By Pfc. Kelly LeCompte
30th Heavy Brigade Combat Team

BAGHDAD While U.S. forces here plan and execute the responsible drawdown of troops and equipment, Iraqi forces continue to hone the skills they’ll need to perform on their own.

To that end, medics from the 252nd Combined Arms Battalion, 30th Heavy Brigade Combat Team, are this week sharing the basic medical skills used in treating traumatic injuries with medics from the 5th Iraqi Federal Police Brigade on Forward Operating Base Falcon.

"We've learned how to treat bleeding and fractures, and today we're learning how to treat burns," said FP officer, Aboot Adnan Abood, during one of the classes.

The Iraqi medics have learned are how to assess casualties and basic ways to stabilize patients before transporting them to a hospital by controlling bleeding, wrapping injuries, and treating first, second and third degree burns.

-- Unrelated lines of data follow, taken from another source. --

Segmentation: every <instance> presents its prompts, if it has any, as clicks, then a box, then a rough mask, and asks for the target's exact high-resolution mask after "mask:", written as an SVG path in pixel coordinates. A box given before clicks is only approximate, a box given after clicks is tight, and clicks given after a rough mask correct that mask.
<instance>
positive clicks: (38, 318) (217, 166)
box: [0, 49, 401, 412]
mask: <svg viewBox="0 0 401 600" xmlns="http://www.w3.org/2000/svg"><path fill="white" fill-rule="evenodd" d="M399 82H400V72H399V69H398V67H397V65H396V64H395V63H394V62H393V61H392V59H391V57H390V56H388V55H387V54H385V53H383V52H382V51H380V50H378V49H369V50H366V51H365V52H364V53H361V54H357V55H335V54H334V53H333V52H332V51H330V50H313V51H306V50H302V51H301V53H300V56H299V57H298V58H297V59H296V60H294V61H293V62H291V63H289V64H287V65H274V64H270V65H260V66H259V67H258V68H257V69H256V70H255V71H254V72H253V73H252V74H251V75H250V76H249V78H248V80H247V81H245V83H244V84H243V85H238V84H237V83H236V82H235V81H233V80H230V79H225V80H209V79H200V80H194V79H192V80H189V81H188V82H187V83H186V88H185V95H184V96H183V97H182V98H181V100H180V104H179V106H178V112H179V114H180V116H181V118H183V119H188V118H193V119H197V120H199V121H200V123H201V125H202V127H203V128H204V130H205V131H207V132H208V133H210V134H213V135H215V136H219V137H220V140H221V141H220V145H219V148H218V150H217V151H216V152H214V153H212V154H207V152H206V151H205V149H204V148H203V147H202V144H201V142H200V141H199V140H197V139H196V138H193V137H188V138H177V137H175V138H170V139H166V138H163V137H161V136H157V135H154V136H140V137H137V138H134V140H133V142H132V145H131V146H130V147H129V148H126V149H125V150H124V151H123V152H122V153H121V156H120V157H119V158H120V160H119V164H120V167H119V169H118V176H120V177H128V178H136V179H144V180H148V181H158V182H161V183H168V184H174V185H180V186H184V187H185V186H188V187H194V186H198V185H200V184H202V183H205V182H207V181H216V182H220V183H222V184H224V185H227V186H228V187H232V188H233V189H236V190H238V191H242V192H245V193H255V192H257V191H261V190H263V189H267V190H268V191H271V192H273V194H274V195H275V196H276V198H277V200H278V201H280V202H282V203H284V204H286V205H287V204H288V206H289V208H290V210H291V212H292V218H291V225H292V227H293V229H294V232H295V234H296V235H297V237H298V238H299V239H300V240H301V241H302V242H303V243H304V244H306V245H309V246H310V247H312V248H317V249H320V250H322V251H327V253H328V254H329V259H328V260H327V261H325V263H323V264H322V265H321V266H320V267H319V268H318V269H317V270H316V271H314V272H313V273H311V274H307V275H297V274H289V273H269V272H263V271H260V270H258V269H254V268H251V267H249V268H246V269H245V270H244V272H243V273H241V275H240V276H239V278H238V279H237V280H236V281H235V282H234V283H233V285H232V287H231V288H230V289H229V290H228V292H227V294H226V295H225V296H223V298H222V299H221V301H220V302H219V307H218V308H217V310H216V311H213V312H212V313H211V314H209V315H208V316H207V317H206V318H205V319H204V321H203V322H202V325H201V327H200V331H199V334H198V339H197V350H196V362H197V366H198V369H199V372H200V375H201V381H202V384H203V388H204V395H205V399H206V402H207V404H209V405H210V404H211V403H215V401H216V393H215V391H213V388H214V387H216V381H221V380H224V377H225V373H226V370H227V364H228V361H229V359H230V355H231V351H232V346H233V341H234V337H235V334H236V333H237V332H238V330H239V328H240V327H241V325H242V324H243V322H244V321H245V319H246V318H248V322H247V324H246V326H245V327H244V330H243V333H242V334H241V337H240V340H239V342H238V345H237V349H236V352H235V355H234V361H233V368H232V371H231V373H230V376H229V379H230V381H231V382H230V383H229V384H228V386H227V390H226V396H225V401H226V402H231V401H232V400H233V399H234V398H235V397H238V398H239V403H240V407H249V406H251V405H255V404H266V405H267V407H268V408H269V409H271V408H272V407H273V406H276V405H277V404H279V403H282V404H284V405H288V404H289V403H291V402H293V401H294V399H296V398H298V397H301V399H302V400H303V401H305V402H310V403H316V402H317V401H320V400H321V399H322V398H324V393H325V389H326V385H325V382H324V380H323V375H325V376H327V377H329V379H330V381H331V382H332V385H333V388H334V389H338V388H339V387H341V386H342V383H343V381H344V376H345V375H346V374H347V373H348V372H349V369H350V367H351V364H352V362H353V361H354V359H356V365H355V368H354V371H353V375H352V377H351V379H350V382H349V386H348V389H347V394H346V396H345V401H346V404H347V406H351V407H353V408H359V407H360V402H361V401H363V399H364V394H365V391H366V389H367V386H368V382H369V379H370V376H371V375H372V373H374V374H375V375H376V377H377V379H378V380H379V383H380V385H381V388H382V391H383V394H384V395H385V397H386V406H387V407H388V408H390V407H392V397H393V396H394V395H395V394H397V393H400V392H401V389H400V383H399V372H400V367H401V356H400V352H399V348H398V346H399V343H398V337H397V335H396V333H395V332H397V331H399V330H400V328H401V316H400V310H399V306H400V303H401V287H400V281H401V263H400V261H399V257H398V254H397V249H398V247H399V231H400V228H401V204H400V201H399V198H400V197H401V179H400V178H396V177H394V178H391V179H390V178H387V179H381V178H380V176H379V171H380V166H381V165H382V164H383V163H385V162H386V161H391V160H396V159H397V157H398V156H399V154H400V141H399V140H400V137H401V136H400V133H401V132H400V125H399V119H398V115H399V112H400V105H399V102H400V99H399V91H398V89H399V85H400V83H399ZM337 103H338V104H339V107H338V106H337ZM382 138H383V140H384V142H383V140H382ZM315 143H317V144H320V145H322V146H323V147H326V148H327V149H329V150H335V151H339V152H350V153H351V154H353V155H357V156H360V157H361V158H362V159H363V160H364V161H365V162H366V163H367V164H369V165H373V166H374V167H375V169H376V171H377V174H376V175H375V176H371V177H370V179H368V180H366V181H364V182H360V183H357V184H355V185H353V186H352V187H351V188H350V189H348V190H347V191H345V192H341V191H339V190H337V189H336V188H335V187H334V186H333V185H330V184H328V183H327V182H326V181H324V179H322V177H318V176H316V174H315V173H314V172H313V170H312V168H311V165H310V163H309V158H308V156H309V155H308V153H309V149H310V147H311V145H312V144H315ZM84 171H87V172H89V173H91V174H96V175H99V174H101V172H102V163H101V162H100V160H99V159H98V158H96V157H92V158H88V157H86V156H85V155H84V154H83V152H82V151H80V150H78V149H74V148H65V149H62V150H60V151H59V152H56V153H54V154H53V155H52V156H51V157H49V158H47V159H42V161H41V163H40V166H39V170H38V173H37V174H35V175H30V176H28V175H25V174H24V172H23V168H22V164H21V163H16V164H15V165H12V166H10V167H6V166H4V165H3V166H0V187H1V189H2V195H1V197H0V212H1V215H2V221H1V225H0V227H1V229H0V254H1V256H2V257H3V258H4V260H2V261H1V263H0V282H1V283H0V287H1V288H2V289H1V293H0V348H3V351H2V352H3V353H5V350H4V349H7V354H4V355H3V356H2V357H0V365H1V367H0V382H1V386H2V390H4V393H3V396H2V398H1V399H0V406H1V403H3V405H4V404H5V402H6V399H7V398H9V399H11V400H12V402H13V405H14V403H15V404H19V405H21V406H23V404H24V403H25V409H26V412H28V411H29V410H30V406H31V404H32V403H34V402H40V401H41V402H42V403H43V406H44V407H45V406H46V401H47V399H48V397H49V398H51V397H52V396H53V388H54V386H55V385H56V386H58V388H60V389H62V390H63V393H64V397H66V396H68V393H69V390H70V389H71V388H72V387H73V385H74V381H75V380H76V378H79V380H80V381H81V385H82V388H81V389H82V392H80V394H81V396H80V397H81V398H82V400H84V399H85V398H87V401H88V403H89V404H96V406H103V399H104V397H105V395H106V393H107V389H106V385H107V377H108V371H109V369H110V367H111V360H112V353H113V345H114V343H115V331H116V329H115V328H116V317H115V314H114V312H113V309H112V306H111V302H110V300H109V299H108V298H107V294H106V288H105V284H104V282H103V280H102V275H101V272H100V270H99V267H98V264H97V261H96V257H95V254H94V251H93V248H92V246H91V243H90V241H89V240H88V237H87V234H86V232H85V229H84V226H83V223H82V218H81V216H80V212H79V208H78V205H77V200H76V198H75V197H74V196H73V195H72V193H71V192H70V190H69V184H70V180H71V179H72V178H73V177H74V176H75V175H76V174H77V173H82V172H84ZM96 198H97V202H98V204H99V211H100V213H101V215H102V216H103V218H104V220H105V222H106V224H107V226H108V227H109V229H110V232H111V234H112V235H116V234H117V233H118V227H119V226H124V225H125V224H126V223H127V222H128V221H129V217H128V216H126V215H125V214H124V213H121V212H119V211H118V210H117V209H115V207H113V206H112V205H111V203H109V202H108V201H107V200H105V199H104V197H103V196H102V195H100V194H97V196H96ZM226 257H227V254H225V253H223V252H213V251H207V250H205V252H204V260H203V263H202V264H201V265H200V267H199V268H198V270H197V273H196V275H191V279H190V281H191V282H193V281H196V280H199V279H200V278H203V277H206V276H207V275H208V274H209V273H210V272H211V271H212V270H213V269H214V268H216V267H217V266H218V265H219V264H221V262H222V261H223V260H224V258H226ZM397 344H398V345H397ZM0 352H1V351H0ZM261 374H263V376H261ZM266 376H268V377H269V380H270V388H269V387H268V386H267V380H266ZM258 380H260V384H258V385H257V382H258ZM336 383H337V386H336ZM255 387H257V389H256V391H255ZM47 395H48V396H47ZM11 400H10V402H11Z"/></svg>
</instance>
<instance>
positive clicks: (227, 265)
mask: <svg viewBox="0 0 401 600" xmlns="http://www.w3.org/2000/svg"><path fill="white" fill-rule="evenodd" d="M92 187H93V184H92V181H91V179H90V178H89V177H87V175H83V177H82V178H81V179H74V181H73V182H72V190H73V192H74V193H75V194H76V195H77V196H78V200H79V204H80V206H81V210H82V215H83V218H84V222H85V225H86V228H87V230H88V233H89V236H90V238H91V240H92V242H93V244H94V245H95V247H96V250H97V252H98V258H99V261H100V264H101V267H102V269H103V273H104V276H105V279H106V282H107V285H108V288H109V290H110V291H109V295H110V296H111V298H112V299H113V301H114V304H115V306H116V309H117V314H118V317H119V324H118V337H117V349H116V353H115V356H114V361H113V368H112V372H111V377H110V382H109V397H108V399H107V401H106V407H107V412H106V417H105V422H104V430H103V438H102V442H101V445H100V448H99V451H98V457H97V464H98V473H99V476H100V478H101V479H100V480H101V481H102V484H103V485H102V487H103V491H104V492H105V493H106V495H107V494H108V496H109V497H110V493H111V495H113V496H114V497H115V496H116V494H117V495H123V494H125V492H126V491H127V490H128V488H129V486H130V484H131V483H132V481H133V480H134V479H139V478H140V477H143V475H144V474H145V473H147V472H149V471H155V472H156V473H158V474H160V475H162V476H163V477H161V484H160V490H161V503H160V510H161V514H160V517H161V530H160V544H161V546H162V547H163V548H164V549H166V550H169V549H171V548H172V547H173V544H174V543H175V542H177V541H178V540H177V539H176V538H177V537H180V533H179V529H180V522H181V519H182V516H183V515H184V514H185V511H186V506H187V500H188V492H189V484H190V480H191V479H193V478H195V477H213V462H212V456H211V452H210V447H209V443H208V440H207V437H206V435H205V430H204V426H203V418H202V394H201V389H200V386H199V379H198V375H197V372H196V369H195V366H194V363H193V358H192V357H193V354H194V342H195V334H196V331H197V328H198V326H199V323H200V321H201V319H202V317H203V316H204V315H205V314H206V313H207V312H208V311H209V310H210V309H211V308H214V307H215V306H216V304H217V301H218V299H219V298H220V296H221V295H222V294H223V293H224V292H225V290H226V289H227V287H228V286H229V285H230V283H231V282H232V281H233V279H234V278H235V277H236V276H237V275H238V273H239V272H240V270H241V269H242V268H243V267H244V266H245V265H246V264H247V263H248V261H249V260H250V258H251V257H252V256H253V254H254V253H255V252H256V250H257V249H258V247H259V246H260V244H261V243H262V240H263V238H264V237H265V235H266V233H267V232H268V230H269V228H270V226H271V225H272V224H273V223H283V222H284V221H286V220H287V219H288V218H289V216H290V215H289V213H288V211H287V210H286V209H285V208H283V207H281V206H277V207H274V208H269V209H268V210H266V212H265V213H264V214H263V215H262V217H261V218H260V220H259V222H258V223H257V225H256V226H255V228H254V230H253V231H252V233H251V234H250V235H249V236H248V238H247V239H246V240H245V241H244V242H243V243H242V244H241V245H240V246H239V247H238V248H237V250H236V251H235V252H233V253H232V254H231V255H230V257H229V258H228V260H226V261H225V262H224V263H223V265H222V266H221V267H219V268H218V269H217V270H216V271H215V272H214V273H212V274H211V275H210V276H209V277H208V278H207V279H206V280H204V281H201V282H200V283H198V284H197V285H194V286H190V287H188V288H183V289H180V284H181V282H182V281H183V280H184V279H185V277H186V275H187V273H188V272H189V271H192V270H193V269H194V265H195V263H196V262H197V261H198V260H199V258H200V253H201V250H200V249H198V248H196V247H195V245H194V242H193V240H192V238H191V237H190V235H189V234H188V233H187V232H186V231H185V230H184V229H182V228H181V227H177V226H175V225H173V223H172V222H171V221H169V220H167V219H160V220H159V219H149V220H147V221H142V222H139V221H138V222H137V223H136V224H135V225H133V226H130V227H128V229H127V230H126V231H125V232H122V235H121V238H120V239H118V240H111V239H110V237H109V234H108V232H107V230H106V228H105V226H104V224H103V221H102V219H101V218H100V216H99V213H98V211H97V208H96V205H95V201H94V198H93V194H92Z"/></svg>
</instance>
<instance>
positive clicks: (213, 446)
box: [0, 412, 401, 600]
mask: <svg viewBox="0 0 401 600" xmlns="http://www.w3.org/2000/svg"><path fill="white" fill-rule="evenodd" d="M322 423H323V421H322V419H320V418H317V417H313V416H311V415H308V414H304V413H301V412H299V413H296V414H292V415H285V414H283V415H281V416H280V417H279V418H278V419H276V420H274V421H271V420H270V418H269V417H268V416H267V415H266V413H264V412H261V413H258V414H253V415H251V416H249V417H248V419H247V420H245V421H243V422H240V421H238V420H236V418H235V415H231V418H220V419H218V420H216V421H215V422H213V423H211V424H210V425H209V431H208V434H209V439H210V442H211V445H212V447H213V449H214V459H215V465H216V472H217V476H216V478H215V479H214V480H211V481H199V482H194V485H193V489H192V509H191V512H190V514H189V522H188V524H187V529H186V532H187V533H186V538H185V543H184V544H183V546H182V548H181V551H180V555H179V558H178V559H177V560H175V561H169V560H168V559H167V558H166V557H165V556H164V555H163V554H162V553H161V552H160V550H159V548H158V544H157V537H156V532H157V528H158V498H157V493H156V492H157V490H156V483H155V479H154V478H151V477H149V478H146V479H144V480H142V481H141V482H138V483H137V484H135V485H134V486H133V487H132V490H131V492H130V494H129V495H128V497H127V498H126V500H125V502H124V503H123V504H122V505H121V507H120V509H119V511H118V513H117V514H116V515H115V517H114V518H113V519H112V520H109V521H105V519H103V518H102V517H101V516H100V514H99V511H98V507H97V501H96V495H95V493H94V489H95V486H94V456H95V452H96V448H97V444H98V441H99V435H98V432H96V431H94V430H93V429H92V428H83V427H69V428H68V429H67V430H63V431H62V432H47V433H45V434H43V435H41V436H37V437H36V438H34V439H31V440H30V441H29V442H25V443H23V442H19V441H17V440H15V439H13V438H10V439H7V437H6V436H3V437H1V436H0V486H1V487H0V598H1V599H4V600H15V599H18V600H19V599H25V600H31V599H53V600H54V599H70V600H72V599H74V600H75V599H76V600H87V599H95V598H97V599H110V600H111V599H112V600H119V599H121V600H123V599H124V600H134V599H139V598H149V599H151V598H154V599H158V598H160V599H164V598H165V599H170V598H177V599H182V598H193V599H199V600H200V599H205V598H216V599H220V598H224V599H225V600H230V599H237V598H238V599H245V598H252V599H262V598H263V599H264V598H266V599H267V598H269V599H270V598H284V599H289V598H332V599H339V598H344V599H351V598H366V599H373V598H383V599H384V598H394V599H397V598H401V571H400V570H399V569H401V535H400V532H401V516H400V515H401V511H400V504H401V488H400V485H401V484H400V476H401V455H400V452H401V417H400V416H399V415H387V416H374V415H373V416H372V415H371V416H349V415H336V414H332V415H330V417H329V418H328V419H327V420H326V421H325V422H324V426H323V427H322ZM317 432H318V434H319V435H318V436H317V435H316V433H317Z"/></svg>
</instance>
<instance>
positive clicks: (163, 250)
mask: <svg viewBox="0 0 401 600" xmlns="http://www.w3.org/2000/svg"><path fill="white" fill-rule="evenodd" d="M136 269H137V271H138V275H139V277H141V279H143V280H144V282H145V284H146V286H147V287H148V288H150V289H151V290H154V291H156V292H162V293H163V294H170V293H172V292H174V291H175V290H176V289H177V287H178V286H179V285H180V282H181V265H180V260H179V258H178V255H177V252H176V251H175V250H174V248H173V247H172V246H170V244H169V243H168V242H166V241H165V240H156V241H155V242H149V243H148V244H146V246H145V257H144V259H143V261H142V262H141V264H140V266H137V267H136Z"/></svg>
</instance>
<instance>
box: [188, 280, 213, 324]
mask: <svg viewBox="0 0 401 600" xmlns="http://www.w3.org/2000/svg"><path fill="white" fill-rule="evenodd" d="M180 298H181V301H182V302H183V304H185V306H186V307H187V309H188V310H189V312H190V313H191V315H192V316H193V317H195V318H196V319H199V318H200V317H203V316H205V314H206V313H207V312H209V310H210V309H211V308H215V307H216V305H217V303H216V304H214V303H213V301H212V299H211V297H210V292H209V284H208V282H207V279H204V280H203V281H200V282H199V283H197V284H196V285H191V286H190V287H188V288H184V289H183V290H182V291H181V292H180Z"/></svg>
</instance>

"What we're trying to get these guys to do is be self-sufficient," said Sgt. John Montgomery, the battalion's medical training non-commissioned officer.

Montgomery, from Fayetteville, N.C., said some of the most common situations their Iraqi partners encounter involve injuries sustained in car crashes and explosions from roadside bombs, and those are the types of situations the training focuses on the most.

"That's the kind of stuff they're going to see," Montgomery said." What we're trying to do is give them the type of basic medical skills ... to be more effective in responding to [traumatic] types of injuries."

Abood said this class at FOB Falcon is his first medical training. He said he feels prepared to do the job because of the training.

"I like it," Abood said. "If we have an emergency any time, we learn how to react. If there's an accident, for example, I'm ready always to carry stuff and get the equipment and go and treat the bleeding and take them to the hospital."

The training also helped reinforce some of these principles for FP officer Moshtag Ali.

Ali has attended first-responder training before and said he enjoyed the class; continuing to learn new things from the U.S. Soldiers.

"It's a good class," Ali said. "We have learned a lot and we've benefited a lot from it."

The class includes a lecture portion and a hands-on portion, in which students practice the skills on a training dummy.

"The explanation is my favorite," Ali said. "It's more stories and about what can help [the patients] more."

The Iraqis are not the only ones learning from the class. This was the first time Montgomery instructed a class to Iraqi medics, and said he felt like he was continuing his learning through his teaching.

"When you teach, you learn," he said. "This is helping me, too. I'm benefiting from their benefit also ... and learning from them as I teach."